I don’t really care if it’s a total cliche to do a carrot cake recipe around Easter because it’s a cliche delicious enough to keep perpetuating. Rather than stress about the perfectly formed cake or cupcake, then frosting, and decorating it, I chose to disassemble it into these easy to make dessert cups. A handful of bite size spiced carrot cake pieces topped with an airy whipped cream cheese frosting, and a bit of chopped pecans for crunch. These are perfect to serve up at your Easter brunch AND everything can be made in advance!
(makes 10 to 12 servings)
1 cup all-purpose flour
1 cup sugar
1 tsp baking soda
1 tsp ground cinnamon
1 tsp nutmeg
A pinch of salt
½ cup unsweetened apple sauce
1 ½ cups grated carrots (2-3 large carrots)
Whipped Cream Cheese Frosting:
4oz low-fat cream cheese, softened
1 cup heavy whipping cream
1/4 cup granulated sugar
1/2 cup chopped pecans or walnuts
Preheat oven to 350 degrees F. and butter a 9 inch cake pan (shape doesn’t matter).
In a large bowl, whisk together flour, sugar, baking soda, cinnamon, nutmeg, and salt. In a separate bowl, lightly beat two eggs. Stir in applesauce and grated carrot. Pour carrot mixture into dry ingredients and stir until mixed well. Pour batter into prepared cake pan.
Place in the oven and bake for 25 to 30 minutes or until a toothpick inserted into the center comes out clean. Allow to cool within the pan for 5 minutes. Remove from pan and place on cooling rack to finish cooling for another 10 minutes. While waiting for the cake to cool, prepare frosting.

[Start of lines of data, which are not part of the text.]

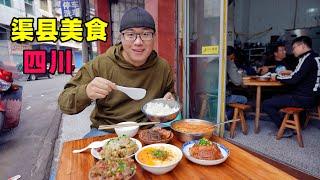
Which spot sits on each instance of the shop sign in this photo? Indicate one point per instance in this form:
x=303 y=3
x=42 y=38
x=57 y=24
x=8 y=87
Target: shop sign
x=210 y=50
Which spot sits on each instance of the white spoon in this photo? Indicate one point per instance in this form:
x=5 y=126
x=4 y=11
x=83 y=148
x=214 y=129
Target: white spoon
x=95 y=144
x=133 y=93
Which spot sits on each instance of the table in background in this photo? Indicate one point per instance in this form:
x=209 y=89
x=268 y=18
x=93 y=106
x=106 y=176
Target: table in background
x=249 y=81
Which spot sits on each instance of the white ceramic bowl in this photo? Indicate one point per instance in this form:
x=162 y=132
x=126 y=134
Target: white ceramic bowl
x=96 y=154
x=161 y=169
x=128 y=131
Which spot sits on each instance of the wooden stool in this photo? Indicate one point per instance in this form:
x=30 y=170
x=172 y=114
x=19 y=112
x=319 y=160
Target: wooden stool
x=312 y=114
x=291 y=123
x=239 y=114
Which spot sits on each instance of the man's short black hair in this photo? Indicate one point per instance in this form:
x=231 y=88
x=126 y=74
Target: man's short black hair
x=303 y=39
x=230 y=50
x=276 y=46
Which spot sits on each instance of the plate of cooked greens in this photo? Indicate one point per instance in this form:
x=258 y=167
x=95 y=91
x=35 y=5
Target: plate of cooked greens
x=117 y=148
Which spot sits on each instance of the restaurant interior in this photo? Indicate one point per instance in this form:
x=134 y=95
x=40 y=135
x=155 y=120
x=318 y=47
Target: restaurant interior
x=254 y=32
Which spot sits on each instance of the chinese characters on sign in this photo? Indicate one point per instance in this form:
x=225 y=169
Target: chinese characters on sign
x=34 y=61
x=70 y=8
x=71 y=29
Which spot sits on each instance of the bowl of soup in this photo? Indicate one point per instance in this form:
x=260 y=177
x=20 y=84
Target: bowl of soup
x=159 y=158
x=192 y=129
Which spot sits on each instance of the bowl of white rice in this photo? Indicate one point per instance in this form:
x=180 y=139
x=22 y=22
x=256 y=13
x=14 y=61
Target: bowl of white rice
x=161 y=110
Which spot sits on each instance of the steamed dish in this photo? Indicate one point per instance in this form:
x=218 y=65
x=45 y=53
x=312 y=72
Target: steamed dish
x=157 y=156
x=155 y=134
x=205 y=150
x=119 y=147
x=160 y=109
x=193 y=127
x=113 y=169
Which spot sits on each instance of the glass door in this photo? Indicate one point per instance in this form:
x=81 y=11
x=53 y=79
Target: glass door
x=204 y=59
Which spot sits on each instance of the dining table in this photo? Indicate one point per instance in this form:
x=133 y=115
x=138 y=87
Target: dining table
x=239 y=165
x=255 y=81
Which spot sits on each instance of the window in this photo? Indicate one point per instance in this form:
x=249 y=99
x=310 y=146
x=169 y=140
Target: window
x=29 y=6
x=6 y=2
x=44 y=5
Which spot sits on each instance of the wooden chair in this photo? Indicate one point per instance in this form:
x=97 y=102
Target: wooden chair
x=239 y=114
x=291 y=123
x=204 y=104
x=312 y=114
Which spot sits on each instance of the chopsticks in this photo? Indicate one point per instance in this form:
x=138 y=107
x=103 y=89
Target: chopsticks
x=105 y=127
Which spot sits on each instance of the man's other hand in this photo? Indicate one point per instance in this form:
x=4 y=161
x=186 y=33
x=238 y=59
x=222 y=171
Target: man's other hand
x=285 y=72
x=99 y=88
x=168 y=96
x=263 y=70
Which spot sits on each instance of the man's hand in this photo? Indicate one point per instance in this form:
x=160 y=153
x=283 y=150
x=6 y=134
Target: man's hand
x=168 y=96
x=263 y=70
x=99 y=88
x=285 y=72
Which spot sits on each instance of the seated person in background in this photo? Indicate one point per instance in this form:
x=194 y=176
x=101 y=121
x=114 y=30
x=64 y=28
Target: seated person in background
x=304 y=81
x=241 y=63
x=132 y=63
x=277 y=62
x=234 y=77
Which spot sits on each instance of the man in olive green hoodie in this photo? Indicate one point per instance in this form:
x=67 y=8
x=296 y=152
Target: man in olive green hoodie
x=132 y=63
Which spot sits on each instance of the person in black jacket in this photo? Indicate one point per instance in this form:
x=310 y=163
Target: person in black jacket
x=277 y=61
x=305 y=82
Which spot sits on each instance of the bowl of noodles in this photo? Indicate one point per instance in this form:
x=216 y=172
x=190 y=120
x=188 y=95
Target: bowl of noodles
x=192 y=129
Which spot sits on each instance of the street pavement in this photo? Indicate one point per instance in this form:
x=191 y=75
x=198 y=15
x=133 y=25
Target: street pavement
x=28 y=149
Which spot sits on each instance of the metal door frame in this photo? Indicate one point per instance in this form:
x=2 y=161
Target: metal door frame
x=221 y=57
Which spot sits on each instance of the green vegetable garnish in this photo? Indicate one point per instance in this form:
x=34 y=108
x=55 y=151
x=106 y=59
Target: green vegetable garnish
x=204 y=142
x=121 y=166
x=160 y=154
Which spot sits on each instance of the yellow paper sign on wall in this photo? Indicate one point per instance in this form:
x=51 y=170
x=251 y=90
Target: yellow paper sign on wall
x=210 y=50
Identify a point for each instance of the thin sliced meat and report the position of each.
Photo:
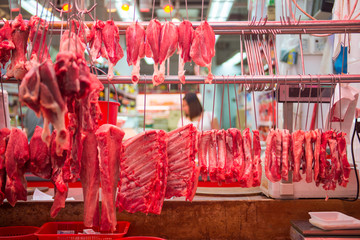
(109, 138)
(183, 173)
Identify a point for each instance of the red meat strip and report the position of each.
(298, 140)
(221, 157)
(135, 48)
(212, 154)
(18, 66)
(38, 31)
(60, 187)
(16, 158)
(204, 141)
(183, 173)
(4, 133)
(269, 155)
(6, 44)
(90, 180)
(40, 162)
(257, 168)
(309, 154)
(317, 155)
(152, 45)
(142, 183)
(186, 36)
(345, 166)
(95, 40)
(114, 52)
(109, 138)
(168, 46)
(203, 48)
(286, 137)
(247, 179)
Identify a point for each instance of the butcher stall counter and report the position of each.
(207, 217)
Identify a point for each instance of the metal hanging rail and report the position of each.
(245, 79)
(245, 27)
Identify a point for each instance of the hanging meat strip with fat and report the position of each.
(114, 52)
(38, 28)
(168, 46)
(203, 48)
(16, 158)
(186, 36)
(19, 65)
(298, 140)
(95, 40)
(135, 48)
(310, 137)
(345, 166)
(4, 133)
(257, 168)
(6, 43)
(152, 45)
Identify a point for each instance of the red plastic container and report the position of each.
(74, 230)
(113, 108)
(18, 232)
(142, 238)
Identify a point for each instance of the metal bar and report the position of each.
(245, 27)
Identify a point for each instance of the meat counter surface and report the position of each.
(206, 217)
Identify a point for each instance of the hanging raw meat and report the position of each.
(95, 40)
(19, 65)
(38, 31)
(6, 44)
(298, 140)
(135, 48)
(183, 173)
(143, 177)
(257, 168)
(186, 35)
(114, 52)
(16, 158)
(203, 47)
(152, 47)
(40, 162)
(168, 45)
(4, 133)
(109, 138)
(90, 180)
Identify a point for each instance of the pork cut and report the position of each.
(40, 162)
(345, 166)
(152, 46)
(246, 179)
(4, 133)
(135, 48)
(186, 36)
(90, 180)
(16, 159)
(38, 32)
(168, 46)
(203, 47)
(143, 178)
(95, 41)
(298, 140)
(257, 168)
(6, 43)
(114, 52)
(18, 65)
(109, 138)
(204, 138)
(183, 173)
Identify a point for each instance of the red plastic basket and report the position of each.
(142, 238)
(18, 232)
(50, 231)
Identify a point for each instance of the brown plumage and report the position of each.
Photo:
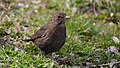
(52, 36)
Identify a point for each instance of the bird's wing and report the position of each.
(40, 32)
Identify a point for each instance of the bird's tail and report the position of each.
(27, 40)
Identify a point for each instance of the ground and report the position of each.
(93, 33)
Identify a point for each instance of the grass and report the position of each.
(90, 33)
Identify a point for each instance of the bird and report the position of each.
(51, 36)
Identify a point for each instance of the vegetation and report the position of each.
(93, 33)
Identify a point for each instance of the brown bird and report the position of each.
(52, 36)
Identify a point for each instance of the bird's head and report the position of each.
(59, 17)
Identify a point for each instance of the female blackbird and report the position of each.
(52, 36)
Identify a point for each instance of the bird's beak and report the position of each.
(67, 17)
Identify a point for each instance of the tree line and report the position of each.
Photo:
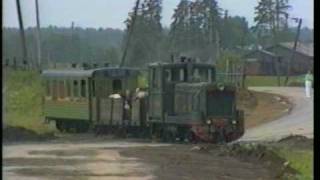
(200, 28)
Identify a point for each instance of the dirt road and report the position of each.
(109, 159)
(87, 157)
(299, 121)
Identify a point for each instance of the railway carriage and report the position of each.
(187, 103)
(184, 101)
(101, 98)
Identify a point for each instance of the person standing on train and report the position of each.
(308, 84)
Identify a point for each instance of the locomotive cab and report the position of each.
(186, 102)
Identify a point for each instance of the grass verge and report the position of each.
(300, 160)
(23, 101)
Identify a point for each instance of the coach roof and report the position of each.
(108, 71)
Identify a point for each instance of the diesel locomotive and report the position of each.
(183, 102)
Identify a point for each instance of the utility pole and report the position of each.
(38, 35)
(293, 51)
(23, 38)
(130, 33)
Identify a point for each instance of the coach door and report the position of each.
(109, 101)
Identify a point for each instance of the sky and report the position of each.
(113, 13)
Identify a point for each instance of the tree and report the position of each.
(147, 35)
(271, 19)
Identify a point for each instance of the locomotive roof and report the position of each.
(108, 71)
(179, 64)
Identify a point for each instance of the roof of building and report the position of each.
(81, 73)
(305, 49)
(262, 51)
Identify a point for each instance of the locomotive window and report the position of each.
(54, 89)
(167, 75)
(83, 88)
(204, 75)
(61, 89)
(196, 75)
(93, 88)
(68, 87)
(75, 88)
(116, 85)
(48, 88)
(154, 78)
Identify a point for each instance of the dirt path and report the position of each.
(109, 159)
(67, 160)
(299, 121)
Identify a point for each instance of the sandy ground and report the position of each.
(109, 159)
(298, 122)
(87, 157)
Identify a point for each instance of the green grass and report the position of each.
(23, 101)
(300, 160)
(271, 80)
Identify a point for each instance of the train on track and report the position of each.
(183, 101)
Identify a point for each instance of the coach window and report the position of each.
(68, 86)
(83, 88)
(75, 88)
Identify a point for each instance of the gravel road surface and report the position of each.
(298, 122)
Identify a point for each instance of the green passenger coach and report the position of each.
(78, 99)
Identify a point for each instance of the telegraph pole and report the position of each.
(130, 33)
(38, 35)
(23, 38)
(294, 50)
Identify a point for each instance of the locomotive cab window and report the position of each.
(54, 89)
(83, 88)
(116, 85)
(68, 88)
(75, 88)
(48, 88)
(93, 88)
(61, 89)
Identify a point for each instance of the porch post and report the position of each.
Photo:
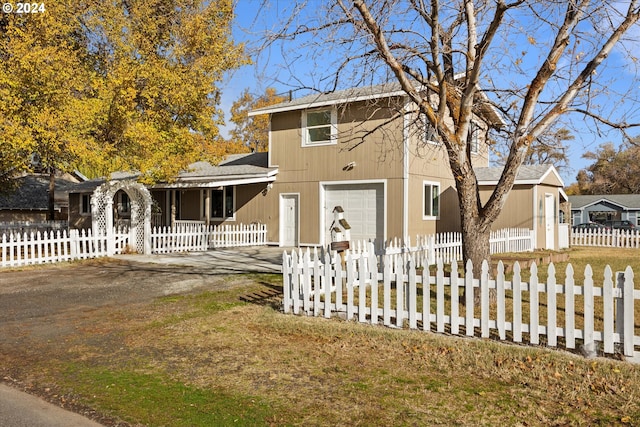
(173, 208)
(207, 206)
(109, 226)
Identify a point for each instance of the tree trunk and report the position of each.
(476, 230)
(52, 190)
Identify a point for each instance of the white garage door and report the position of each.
(363, 206)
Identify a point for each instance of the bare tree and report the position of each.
(533, 61)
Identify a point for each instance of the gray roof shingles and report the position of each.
(629, 201)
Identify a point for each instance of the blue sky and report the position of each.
(252, 19)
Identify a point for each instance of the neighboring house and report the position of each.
(367, 151)
(207, 193)
(30, 201)
(600, 208)
(534, 201)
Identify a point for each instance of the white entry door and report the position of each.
(289, 219)
(549, 221)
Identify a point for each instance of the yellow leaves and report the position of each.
(133, 90)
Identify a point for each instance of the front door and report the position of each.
(289, 220)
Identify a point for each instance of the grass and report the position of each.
(211, 359)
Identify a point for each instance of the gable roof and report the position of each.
(236, 169)
(527, 174)
(625, 201)
(345, 96)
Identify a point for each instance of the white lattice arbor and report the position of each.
(102, 208)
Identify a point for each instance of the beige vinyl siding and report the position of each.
(368, 139)
(190, 205)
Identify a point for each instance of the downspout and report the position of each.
(405, 172)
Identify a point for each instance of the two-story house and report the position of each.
(368, 151)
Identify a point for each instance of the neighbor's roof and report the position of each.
(333, 98)
(527, 174)
(345, 96)
(234, 170)
(628, 201)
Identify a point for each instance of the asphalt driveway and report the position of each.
(44, 304)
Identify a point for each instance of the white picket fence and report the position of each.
(606, 238)
(393, 292)
(54, 246)
(18, 249)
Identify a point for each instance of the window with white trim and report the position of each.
(430, 200)
(430, 135)
(319, 127)
(473, 137)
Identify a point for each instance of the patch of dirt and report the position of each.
(43, 308)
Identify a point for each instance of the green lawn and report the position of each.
(212, 359)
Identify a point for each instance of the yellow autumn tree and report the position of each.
(122, 85)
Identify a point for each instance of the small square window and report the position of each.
(473, 138)
(430, 136)
(222, 203)
(85, 204)
(319, 127)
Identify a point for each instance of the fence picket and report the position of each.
(516, 286)
(629, 321)
(399, 265)
(589, 316)
(500, 307)
(440, 296)
(455, 299)
(469, 296)
(569, 309)
(367, 272)
(484, 300)
(534, 307)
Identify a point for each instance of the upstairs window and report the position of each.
(319, 127)
(431, 200)
(430, 135)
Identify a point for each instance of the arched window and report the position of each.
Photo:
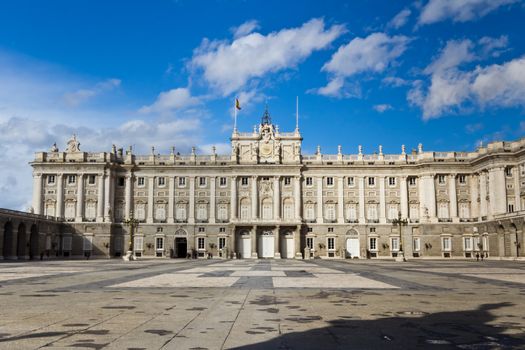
(91, 210)
(288, 209)
(202, 211)
(180, 211)
(267, 209)
(245, 209)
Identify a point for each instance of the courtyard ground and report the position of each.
(262, 304)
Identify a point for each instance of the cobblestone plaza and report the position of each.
(262, 304)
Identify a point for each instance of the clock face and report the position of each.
(266, 149)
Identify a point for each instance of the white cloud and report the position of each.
(493, 46)
(170, 100)
(229, 66)
(381, 108)
(459, 10)
(73, 99)
(400, 19)
(245, 28)
(372, 54)
(452, 90)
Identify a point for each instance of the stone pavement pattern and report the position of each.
(262, 304)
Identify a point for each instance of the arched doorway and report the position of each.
(180, 246)
(287, 246)
(245, 245)
(21, 241)
(33, 242)
(352, 244)
(8, 240)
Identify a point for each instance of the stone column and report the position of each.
(361, 183)
(320, 200)
(276, 198)
(517, 199)
(297, 198)
(171, 199)
(483, 206)
(80, 198)
(107, 195)
(37, 193)
(191, 218)
(382, 200)
(212, 199)
(427, 197)
(276, 244)
(474, 194)
(497, 191)
(127, 203)
(340, 200)
(403, 192)
(233, 198)
(255, 203)
(60, 196)
(453, 197)
(151, 189)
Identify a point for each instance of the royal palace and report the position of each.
(265, 199)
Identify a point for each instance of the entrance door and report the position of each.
(266, 245)
(288, 247)
(245, 245)
(181, 247)
(352, 247)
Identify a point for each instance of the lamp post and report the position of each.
(132, 223)
(400, 222)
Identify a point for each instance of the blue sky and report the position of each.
(447, 73)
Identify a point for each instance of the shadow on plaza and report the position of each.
(469, 329)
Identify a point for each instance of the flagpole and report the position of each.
(235, 115)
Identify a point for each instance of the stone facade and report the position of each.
(267, 199)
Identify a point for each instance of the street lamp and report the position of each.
(400, 222)
(132, 223)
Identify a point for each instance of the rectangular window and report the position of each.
(200, 243)
(51, 179)
(138, 243)
(310, 242)
(446, 244)
(88, 243)
(159, 243)
(416, 244)
(331, 243)
(66, 243)
(309, 181)
(372, 243)
(394, 244)
(467, 243)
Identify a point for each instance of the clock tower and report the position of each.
(266, 144)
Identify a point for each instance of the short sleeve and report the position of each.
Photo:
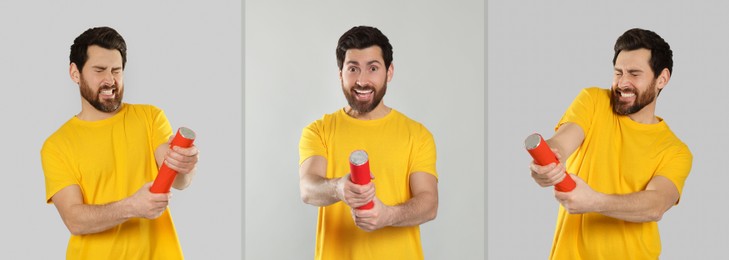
(56, 168)
(425, 154)
(161, 129)
(312, 142)
(677, 167)
(582, 110)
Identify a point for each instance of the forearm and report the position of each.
(642, 206)
(417, 210)
(88, 219)
(318, 191)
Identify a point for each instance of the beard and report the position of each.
(107, 105)
(365, 106)
(641, 100)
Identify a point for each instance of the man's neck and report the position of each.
(647, 115)
(90, 113)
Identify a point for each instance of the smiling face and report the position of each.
(364, 79)
(101, 79)
(634, 87)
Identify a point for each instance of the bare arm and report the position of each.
(643, 206)
(421, 208)
(320, 191)
(81, 219)
(565, 141)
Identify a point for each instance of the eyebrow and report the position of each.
(104, 67)
(368, 63)
(629, 71)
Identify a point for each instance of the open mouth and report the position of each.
(363, 94)
(107, 93)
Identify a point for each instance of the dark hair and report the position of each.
(636, 38)
(360, 37)
(104, 37)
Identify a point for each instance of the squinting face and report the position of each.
(101, 79)
(364, 78)
(634, 86)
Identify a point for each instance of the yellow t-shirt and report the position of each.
(397, 146)
(110, 160)
(618, 156)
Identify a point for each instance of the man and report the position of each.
(99, 165)
(401, 157)
(628, 166)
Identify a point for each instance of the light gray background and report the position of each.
(542, 53)
(291, 79)
(183, 56)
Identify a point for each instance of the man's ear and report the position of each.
(74, 73)
(663, 78)
(390, 71)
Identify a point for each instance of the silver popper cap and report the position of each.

In a large bowl using an electric mixer, beat cream cheese until fluffy. With the mixer still running, slowly pour in heavy cream and then sugar. Continue to beat for a few minutes or until stiff peaks form in the frosting. Cover and refrigerate until ready to use.
Once the carrot cake has finished cooling, transfer to a large cutting board and using a large knife, dice the cake into bite sized cubes. The carrot cake will stick to the knife a bit so I recommend spraying the knife with a bit of cooking spray to prevent that. If you’re making these ahead of time, wait to dice up your cake so the pieces don’t dry out. Cut it up and assemble just before serving.
You can assemble your dessert cups like a trifle with multiple layers or just one. I used vintage coupe glasses (normally used for wine or champagne). Add a layer of carrot cake pieces, top with one or two big spoonfuls of frosting (you can also use an icing bag and pipe frosting on), and then sprinkle with chopped pecans or walnuts.